IP addresses are owned by the complete host on Linux, not by
particular interfaces. Only for more complex setups like load-
balancing, does this behaviour cause problems.
arp_filter for the interface will be enabled if at least one of
conf/{all,interface}/arp_filter is set to TRUE,
it will be disabled otherwise”
Nevertheless, i tested it somewhat (it’s actually a production system so limited scope here). my test with dd if=/dev/zero of=testfile count=50000000 which results in a 26GB file. Whilst looking at iostat, i see traffic over all 4 “paths”. This worked out speed wise at ~896mbit/sec which seems awfully close to 1gbit (when taking into account the overhead of network protocols). And the strange thing, i see traffic on all 4 nics. It’s just an awful co-incidence that the write speed seems to be almost exactly at 1gbit … (it’s a PE2950 w/ 16gb ram).
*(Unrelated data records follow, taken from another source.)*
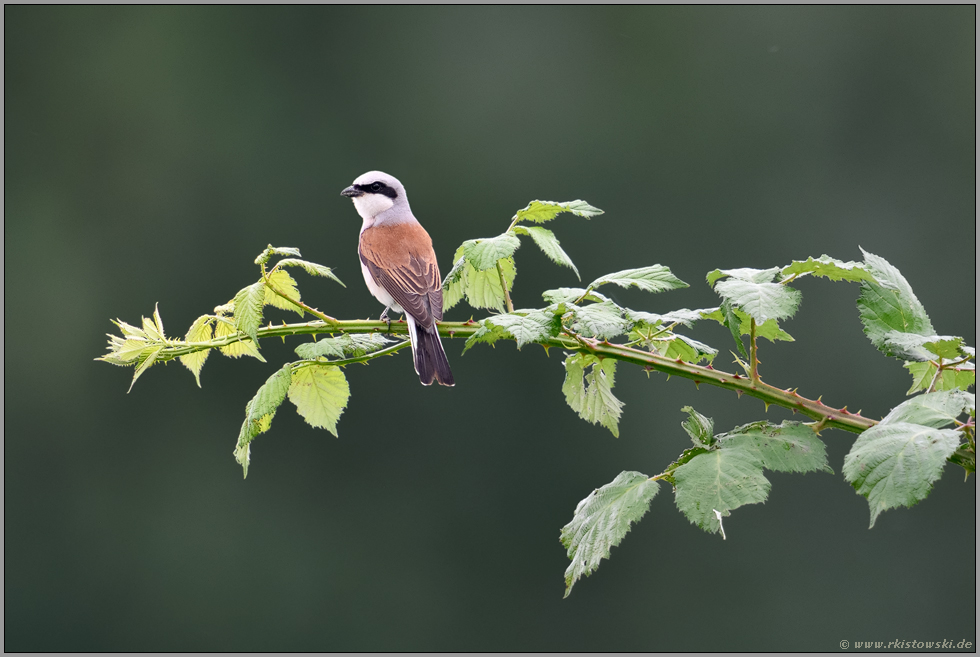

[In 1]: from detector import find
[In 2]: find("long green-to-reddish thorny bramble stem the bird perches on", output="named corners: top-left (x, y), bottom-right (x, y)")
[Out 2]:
top-left (147, 319), bottom-right (877, 433)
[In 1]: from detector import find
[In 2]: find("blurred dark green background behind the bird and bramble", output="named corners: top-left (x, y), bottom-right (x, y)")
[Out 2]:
top-left (4, 6), bottom-right (976, 651)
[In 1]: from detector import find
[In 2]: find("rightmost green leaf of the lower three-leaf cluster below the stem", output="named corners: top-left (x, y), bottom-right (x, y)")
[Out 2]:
top-left (718, 422), bottom-right (834, 474)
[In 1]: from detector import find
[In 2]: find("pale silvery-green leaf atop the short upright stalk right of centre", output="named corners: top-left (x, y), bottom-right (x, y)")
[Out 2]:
top-left (708, 267), bottom-right (803, 324)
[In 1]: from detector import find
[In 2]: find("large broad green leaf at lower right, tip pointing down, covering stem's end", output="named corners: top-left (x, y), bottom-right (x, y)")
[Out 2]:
top-left (844, 422), bottom-right (959, 527)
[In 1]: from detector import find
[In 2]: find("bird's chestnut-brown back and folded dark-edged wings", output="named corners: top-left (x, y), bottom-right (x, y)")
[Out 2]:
top-left (358, 223), bottom-right (442, 328)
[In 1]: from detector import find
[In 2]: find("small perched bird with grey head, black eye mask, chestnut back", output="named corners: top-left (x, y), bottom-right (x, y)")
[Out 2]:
top-left (340, 171), bottom-right (456, 386)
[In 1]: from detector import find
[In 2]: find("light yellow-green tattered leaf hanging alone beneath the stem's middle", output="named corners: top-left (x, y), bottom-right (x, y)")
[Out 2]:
top-left (561, 354), bottom-right (623, 438)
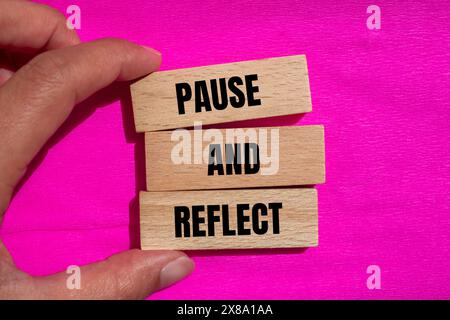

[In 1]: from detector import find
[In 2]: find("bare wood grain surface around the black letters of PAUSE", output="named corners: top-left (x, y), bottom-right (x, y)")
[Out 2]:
top-left (131, 55), bottom-right (312, 132)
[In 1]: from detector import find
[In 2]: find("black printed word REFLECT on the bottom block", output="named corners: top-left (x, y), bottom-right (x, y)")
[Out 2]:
top-left (174, 202), bottom-right (283, 238)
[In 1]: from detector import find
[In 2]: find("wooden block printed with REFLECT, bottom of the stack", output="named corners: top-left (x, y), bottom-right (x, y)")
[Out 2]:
top-left (140, 188), bottom-right (318, 250)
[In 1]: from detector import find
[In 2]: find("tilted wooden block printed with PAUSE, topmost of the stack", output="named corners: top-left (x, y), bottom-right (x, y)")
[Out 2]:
top-left (131, 55), bottom-right (311, 132)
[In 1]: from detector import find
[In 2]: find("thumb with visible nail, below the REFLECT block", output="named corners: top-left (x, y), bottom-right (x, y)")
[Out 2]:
top-left (0, 249), bottom-right (194, 299)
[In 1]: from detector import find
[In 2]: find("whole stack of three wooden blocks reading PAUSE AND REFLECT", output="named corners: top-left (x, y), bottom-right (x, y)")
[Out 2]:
top-left (131, 55), bottom-right (325, 250)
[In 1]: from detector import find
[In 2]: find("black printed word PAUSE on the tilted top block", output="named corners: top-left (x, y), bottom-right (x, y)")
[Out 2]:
top-left (175, 74), bottom-right (261, 114)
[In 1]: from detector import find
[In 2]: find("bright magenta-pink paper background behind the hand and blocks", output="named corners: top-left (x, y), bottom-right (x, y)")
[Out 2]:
top-left (1, 0), bottom-right (450, 299)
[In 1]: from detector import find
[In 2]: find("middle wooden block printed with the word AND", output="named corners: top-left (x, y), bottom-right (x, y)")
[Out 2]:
top-left (145, 125), bottom-right (325, 191)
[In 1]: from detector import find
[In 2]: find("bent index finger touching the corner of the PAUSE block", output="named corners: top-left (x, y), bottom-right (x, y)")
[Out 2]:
top-left (0, 39), bottom-right (161, 213)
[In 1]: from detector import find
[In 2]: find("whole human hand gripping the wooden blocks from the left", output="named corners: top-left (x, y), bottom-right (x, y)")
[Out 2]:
top-left (0, 0), bottom-right (194, 299)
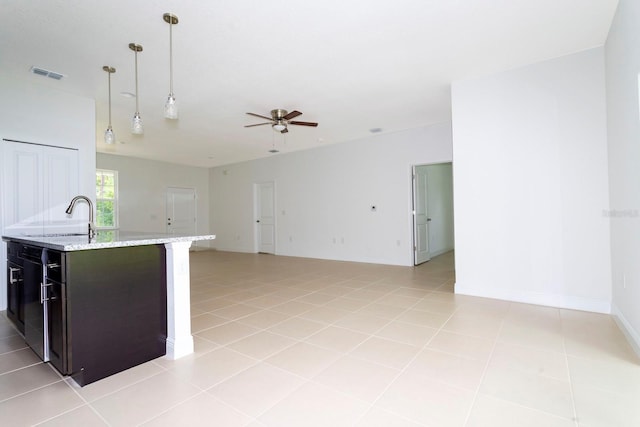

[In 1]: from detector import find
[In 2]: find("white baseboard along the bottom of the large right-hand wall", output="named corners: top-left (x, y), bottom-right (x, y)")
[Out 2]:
top-left (454, 282), bottom-right (611, 314)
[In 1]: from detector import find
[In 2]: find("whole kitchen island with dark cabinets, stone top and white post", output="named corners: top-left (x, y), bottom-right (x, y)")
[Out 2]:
top-left (2, 231), bottom-right (215, 385)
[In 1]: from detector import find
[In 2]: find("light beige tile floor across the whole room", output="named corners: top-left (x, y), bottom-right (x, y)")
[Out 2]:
top-left (0, 251), bottom-right (640, 427)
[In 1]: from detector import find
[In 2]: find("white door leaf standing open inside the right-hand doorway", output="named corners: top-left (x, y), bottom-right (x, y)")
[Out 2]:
top-left (413, 166), bottom-right (431, 265)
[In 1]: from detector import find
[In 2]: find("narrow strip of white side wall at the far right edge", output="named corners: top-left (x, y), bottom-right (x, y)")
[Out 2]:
top-left (606, 0), bottom-right (640, 354)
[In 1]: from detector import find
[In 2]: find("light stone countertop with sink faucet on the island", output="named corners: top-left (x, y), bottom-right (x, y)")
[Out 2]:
top-left (2, 230), bottom-right (216, 252)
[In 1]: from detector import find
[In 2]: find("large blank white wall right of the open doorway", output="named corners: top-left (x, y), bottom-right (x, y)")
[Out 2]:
top-left (452, 48), bottom-right (611, 313)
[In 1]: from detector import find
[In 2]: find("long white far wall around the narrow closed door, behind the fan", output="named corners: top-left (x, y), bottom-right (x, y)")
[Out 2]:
top-left (210, 123), bottom-right (451, 265)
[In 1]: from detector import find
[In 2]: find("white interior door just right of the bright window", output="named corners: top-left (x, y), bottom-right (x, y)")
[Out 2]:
top-left (167, 187), bottom-right (196, 236)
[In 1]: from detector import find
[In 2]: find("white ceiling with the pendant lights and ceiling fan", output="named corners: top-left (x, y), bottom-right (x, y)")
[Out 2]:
top-left (0, 0), bottom-right (617, 167)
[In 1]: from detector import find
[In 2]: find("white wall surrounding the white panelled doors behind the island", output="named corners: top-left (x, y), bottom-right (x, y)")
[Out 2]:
top-left (0, 77), bottom-right (96, 310)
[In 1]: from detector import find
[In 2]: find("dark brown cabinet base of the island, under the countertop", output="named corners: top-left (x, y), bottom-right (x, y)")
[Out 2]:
top-left (7, 242), bottom-right (167, 385)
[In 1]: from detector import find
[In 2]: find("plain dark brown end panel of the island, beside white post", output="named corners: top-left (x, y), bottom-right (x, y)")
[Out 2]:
top-left (63, 245), bottom-right (167, 385)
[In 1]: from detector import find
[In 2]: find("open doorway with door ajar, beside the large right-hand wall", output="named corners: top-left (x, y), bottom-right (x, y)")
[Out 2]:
top-left (412, 163), bottom-right (454, 265)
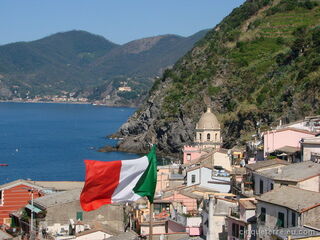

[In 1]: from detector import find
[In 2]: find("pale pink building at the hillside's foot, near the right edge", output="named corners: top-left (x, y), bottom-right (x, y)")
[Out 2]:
top-left (263, 128), bottom-right (316, 157)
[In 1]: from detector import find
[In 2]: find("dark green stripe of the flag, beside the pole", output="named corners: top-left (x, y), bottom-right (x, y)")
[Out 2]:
top-left (133, 145), bottom-right (157, 203)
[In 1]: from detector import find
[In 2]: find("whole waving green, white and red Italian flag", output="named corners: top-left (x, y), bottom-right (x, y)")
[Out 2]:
top-left (80, 145), bottom-right (157, 211)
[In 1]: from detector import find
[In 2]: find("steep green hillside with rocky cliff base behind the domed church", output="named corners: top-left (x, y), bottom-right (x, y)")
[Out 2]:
top-left (114, 0), bottom-right (320, 153)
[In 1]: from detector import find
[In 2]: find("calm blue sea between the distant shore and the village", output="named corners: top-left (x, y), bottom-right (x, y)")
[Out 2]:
top-left (0, 103), bottom-right (139, 184)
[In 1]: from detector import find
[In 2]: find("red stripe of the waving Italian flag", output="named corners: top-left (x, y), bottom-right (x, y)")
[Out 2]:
top-left (80, 160), bottom-right (122, 211)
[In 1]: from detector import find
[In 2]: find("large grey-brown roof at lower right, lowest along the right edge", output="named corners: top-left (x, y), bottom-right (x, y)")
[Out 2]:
top-left (257, 186), bottom-right (320, 213)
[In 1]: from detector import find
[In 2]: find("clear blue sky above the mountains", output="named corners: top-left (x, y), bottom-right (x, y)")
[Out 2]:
top-left (0, 0), bottom-right (244, 45)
The unit PS6000XV had negligible other load at that time.
Re-running my DD test:
[user@host]# time dd if=/dev/zero of=testfile count=50000000
50000000+0 records in
50000000+0 records out
25600000000 bytes (26 GB) copied, 191.673 seconds, 134 MB/s
real 3m11.733s
user 0m19.957s
sys 2m51.032s
again, very close to 1Gbit…
So i’m either stuck with the fact that i’ve got a mis-configuration somewhere, or that the performance of the unit really is ~1gbit in terms of writes, or that the way to get a performing system still alludes me.
Depending on your switch layout; Do you have SPanning Tree or Rapid SPanning Tree enabled on the ports used by the host(s) and array(s)? Could also be the reason you’re only seeing traffic on one interface.
I had the same problem as you, so firstly thanks for the heads-up on the arp_filter, that solved the reachability problems I had.
Now, onto the throughput. The reason I moved from etherchannel (just like you did) is because Dell told me I should be using multipath as it’s the ‘supported’ method (same as you).
They said if I use multipath then connections to the group IP will get distributed among the eth0 and eth1 interfaces and I’ll be able to realise more than the ~1gbps limit which I had with the etherchannel.
Obviously you’re not seeing these benefits, and although I’m yet to test my changes, I can see connections are still only being made to eth0 on the EL SAN.
I feel we’re both possibly being spun out a bit by Dell. I’m going to try and get to the bottom of it, but I wondered if you had anything to add to your experience, since it was a few months ago now.
Thanks.
Hi,
When using multipath with Centos 5.6 I can see traffic splitted on different target IPs on the same SAN, but its only using 1 interface to do that, it just doesnt split the traffic on both interfaces. It do failover however.
Can you update your posts? Does it need to have static routes to make it work spreading the bandwidth on both nics or multipath needs something special to be configured?
Besr regards.
Not sure what I need to update?
That said, no AFIK, you do not need to use static routes (assuming the dynamic ones are correct). The key is to ensure that the MPIO engine is configured for Round Robin (or Shortest Queue First, if available) and that, if the target ports are on the same sub-net (i.e. 192.168.1.0/255.255.255.0), the sysctl.conf tunables mentioned elsewhere on this site are set correctly.